The effect of oropharyngeal administration of colostrum on morbidity and mortality in very preterm infants was evaluated in another randomized controlled study. A total of 260 preterm infants with gestational ages ranging from 26 to 31 weeks were included in this study. As the primary outcome, composite parameters including the development of NEC were evaluated. In the group with a mean gestational age of 29.5 weeks and a mean birth weight of 1201.7 g, these parameters were 33.6% in the colostrum group and 29.7% in the placebo group. This difference obtained as a result of this analysis was not considered statistically significant. In addition, no statistically significant results were obtained in the clinical parameters of NEC as a secondary outcome measure (Table 2). The findings of this study indicate that oropharyngeal administration of colostrum has no significant effect on reducing the incidence of serious clinical complications in this group of patients. However, since these results may be affected by various factors such as duration of administration, dose of administration, or timing of initiation, they should be reevaluated in larger groups and with different optimized protocols [110].

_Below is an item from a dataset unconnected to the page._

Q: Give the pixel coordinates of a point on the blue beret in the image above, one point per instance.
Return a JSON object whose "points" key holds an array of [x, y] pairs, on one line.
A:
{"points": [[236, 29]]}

In another study using premature pigs, it was analyzed whether the negative effects caused by formula feeding in the first days after birth would be reduced by BC administered after formula feeding. The design of the experiment included a total of 74 premature piglets, which were fed either formula or BC in increasing amounts until Day 5. After this, the piglets were either euthanized or continued BC or formula until Day 9. A total of six groups were formed according to this design. These groups were BC only for five days (C5) or formula (F5); BC only for nine days (CC) or formula (FF); BC followed by formula (CF), and BC after formula (FC). By Day 9 of GI assessments, a similar decline in the incidence of NEC was observed in all six groups (15–21%) (Table 2). Based on the findings against NEC in this study, enteral supplementation with BC in the early postnatal period is thought to have significant positive effects on intestinal development and suppression of inflammatory responses. In addition, with these effects, BC provides a protective barrier against serious diseases such as NEC. These findings demonstrate that BC can be used as a potential therapeutic agent on NEC [111].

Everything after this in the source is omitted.